Jak co roku padają pytania o cel tej wizyty. I jak co roku odpowiedź jest stała: Węgry są naszym sojusznikiem i strategicznym partnerem. Nie tylko ze względu na „wczoraj”, ale przede wszystkim ze względu na dziś i na jutro.

Wystarczy spojrzeć na mapę by przypomnieć sobie, iż Polska i Węgry nie są dziś sąsiadami. Ma być to rzekomo argument wskazujący, iż rola relacji z tym państwem i narodem jest przez nasze środowisko przeceniana. Nic bardziej mylnego.

Spoglądając historycznie na relacje polsko-węgierskie nie sposób nie dostrzec roli geografii, czy jak powiedzielibyśmy współczesnym językiem: geopolityki, w ukształtowaniu ich unikatowego charakteru. Dzięki temu, iż państwowość Polska rozwinęła się na północ od naturalnej bariery Karpat, natomiast Korona Świętego Stefana zdominowała dorzecze Dunaju, położone na południe od tej bariery, przez tysiąc lat naszej wspólnej historii udało się uniknąć ostrego politycznego sporu. Niemało było natomiast okazji by nasze państwa i narody wzajemnie się wspierały, czerpiąc zresztą z tego obopólne korzyści.

Jako adept szkoły realizmu politycznego unikam określeń takich jak „przyjaźń” w stosunku do relacji między państwami czy narodami. jeżeli jednak miałbym znaleźć słowo w języku polskim, które najbliższe byłoby oddaniu istoty relacji między Polakami a Węgrami, byłoby nim właśnie słowo „przyjaźń”. Budowana przez stulecia uczciwych relacji oraz dziesiątki bezinteresownych gestów z obu stron. Sięgająca początku w naszych państwowości. Pamiętająca czasy świetności i czasy upadku naszych państw. Zatem choć dziś nie jesteśmy sąsiadami, jesteśmy kimś więcej, jesteśmy przyjaciółmi. A przyjaciele odwiedzają się od czasu do czasu.

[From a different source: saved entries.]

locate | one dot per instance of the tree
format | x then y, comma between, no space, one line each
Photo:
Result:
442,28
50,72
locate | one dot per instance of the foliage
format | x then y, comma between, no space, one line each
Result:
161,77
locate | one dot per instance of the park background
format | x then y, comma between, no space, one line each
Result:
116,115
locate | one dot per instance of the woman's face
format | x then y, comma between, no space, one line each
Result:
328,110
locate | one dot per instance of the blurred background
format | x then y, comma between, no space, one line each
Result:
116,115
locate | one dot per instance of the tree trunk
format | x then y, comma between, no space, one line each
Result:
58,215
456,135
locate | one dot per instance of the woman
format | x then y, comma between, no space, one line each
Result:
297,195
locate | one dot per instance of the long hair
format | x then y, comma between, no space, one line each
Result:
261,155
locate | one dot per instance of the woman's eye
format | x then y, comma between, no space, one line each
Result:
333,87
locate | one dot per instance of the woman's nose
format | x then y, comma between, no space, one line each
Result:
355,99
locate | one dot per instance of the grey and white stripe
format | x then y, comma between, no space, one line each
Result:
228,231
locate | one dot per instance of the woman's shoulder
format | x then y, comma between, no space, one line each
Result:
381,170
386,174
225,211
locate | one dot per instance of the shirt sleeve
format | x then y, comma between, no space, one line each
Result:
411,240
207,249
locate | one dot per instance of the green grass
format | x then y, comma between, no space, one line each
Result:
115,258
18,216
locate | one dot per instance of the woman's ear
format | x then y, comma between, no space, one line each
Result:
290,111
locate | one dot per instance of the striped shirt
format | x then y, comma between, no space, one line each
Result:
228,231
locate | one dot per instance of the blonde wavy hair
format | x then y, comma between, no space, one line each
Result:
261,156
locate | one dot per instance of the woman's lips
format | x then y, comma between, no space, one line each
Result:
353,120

Z Węgrami łączy nas jednak także teraźniejszość. Wspólne cele, ale i wspólne zagrożenia. Od początku wojny o Ukrainę Węgry były jedynym państwem kolektywnego Zachodu konsekwentnie mówiącym o potrzebie pokoju. Nie eskalacji, nie zbrojeń, ale właśnie pokoju. Dzisiaj, w kontekście dramatycznych zmian, które nastąpiły za oceanem, wyraźnie widać mądrość węgierskiego stanowiska. Jakże odmienną od wojennych pohukiwań i nawoływania do wyścigu zbrojeń, które płyną z wielu europejskich stolic, w tym niestety z Warszawy. Wczoraj i dziś realistyczne, pokojowe Węgry były i są outsiderem Europy. Jutro, ze względu na szczególne relacje ze Stanami Zjednoczonymi, które zbudowali pospołu Wiktor Orban i Donald Trump, Węgry mogą stać się liderem nowej Europy. Europy wolnej od ideologicznego szaleństwa genderyzmu, migracjonizmu, ekologizmu i wszelkiego postępactwa. Europy, której zaistnienie jest i naszym żywotnym interesem.

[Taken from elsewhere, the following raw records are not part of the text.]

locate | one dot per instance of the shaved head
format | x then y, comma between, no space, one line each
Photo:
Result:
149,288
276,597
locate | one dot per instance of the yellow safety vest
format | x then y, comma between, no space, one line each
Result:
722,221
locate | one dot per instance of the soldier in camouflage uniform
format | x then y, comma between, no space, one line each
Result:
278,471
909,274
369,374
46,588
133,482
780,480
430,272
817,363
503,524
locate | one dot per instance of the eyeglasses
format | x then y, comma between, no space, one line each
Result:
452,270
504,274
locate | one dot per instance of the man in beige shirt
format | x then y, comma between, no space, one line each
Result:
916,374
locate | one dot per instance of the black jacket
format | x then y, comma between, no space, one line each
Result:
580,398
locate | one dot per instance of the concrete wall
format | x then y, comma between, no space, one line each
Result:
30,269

Zresztą już dziś mamy w Budapeszcie politycznych sojuszników i kolegów, z którymi łączy nas wspólna wizja przyszłości. Wizja Europy wolnych, samostanowiących narodów. Europy wolnej od antyludzkiej ideologii narzucanej dziś państwom i społeczeństwom. Choćby dlatego musimy utrzymywać z Węgrami ścisłe kontakty.

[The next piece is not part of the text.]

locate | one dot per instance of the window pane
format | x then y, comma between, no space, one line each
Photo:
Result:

Ale to nie wszystko. Od Węgrów możemy, a choćby musimy się uczyć. Przede wszystkim tego jak odzyskać dla nas nasz kraj. Przecież Węgry, po roku 1989, podobnie jak Polska zostały politycznie zawłaszczone. Rządy sprawowały kompradorskie elity, realizując nie interes węgierski ale interesy obcych. Jednak w przeciwieństwie do nas, bratankowie potrafili zrobić porządek w swoim domu. Konsekwentną, wieloletnią pracą przywrócili Węgry Węgrom. Pozbyli się tych, którzy za zagraniczne pieniądze i z obcej inspiracji mącili modre wody Dunaju. Uczynili to będąc państwem mniejszym i biedniejszym niż Polska, okrojonym przez polityczny dyktat Trianon i ciężko doświadczonym w okresie komunizmu, szczególnie po roku 1956. Choć walka Węgrów o samostanowienie wciąż trwa, na dziś są oni gospodarzami w swoim państwie. To dla nas nie tylko inspiracja, ale bardzo konkretna lekcja.